When I was in college contemplating a priestly vocation, Bishop Raymond Lessard had a listening session with my home parish in Augusta, St. Joseph Church, about the qualities of the next pastor he would appoint as our pastor, Fr. Andrew Doris, was about to retire.
I went to that meeting and there were a goodly number of parishioners there. Bishop Lessard seem to listen to all the advise that was given him. Back then, though, the laity who like consultation and pastoral councils wanted these to be more like a parliament rather than a consultative body which these are.
I can’t remember the specifics of the meeting but of course the qualities that people wanted in their new pastor was Superman. Someone who could play football with the kids, loved art and the liturgy and could inspire the parishioners with his preaching ability, down to earth and able to visit each parishioner everyday. Or something like that.
The next pastor had none of that but he was a good man although somewhat eccentric. God rest his soul.
I like listening and I don’t recall ever rejecting a decision of the pastoral council.
I have taken surveys of parishioners over the years. I have not found these to be very helpful and sometimes the answers collected were mean-spirited.
The most contentious issue I faced over the years concern the liturgy and more specifically the type of music. Some want a folk Mass or what today would be called “worship and praise” music, that vapid, emotional sentimentality that gets your hormones moving. They think this will help us to compete with the non-denoninationals which have attracted so many disaffected Catholics.
The older crowd formed by the heady days of the 60’s and 70’s want a return to that time and want nothing to do with Latin, chant, bells and smells. They want casual liturgies that are horizontal with holding hands during the Our Father.
With a pope who decries rigidity, which really means holding steadfast to doctrine, what will the listening of the synod accomplish?
Will all the listening lead to a vacuum of leadership and more confusion which this papacy has produced since the first synod?

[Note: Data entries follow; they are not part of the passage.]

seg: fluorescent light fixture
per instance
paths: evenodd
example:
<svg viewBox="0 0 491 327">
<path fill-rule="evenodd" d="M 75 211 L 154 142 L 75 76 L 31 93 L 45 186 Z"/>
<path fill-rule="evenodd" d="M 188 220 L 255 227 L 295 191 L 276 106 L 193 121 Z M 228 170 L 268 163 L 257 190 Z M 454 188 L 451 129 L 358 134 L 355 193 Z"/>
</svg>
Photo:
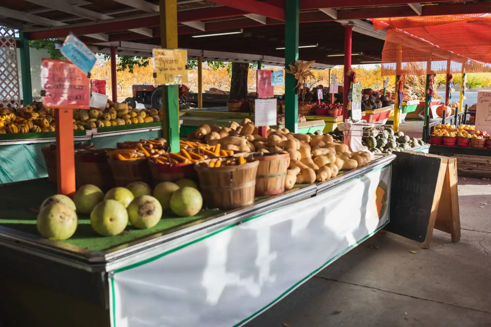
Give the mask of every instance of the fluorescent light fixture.
<svg viewBox="0 0 491 327">
<path fill-rule="evenodd" d="M 299 47 L 299 49 L 300 48 L 317 48 L 317 47 L 319 47 L 319 43 L 316 43 L 315 44 L 311 44 L 308 46 L 300 46 L 300 47 Z M 276 50 L 282 50 L 283 49 L 285 49 L 284 47 L 276 48 Z"/>
<path fill-rule="evenodd" d="M 229 30 L 221 33 L 214 33 L 213 34 L 199 34 L 197 35 L 191 35 L 191 37 L 206 37 L 207 36 L 218 36 L 218 35 L 230 35 L 233 34 L 241 34 L 244 32 L 242 28 L 234 30 Z"/>
<path fill-rule="evenodd" d="M 360 55 L 360 54 L 363 54 L 363 52 L 360 52 L 359 53 L 352 53 L 351 55 Z M 327 57 L 342 57 L 344 55 L 344 53 L 340 53 L 339 54 L 328 54 Z"/>
</svg>

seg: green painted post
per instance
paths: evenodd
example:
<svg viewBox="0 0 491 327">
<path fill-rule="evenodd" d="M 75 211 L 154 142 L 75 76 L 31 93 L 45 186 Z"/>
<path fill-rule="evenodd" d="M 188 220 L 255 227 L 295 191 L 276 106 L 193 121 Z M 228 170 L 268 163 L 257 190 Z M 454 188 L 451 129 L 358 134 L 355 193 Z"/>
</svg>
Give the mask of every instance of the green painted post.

Yes, history will repeat itself and at the end the pope will be mad because he’ll have to have another synod on how to prepare for synods and how to think about synods.
Fun!
3 comments:
As an observation, listening sessions can backfire by making the group believe they are psrt of the decision process. In the case of the pastor of your memory who was nothing like the inputted list of characteristics given to Bishop Lessard, it is likely he was either already chosen or on a very short list. The good Bishop may have collected the information to share with the new pastor so as to prepare him.
Likewise, the hierarchy seem to be playing a passive aggressive game with Catholics by insinuating changes can be made democratically. Furthermore, I think Pope Francis allows people to posit ideas contrary to Church teaching for broader argument with, perhaps, the belief that if we think through the question that we will end up concluding God is right. That is, in my opinion, a seriously naive and dangerous method.
The Pope listens to those who already agree with him and ridicules those who don't. How he dresses that up really makes no difference.
It is not the way Jesus Christ taught. He did not invite the High Priest of Israel to debate the "issues". No thesis, anti-thesis. No synthesis either. Just the Truth. The evangelists and the Church Fathers left us a record.
Later synods and councils tried to pass on this inheritance. Sometimes successfully but mostly not without making things less clear even controversial. The German synod we see today is just an unmitigated disaster.
At V-1 the Pope was given a special mandate to teach the Truth, imitate Christ. Synods, as currently conceived, are not designed to do that, quite the opposite actually. The instigators of this affair may not all have heretical intentions yet the process is likely to leave us not better but worse off at the end.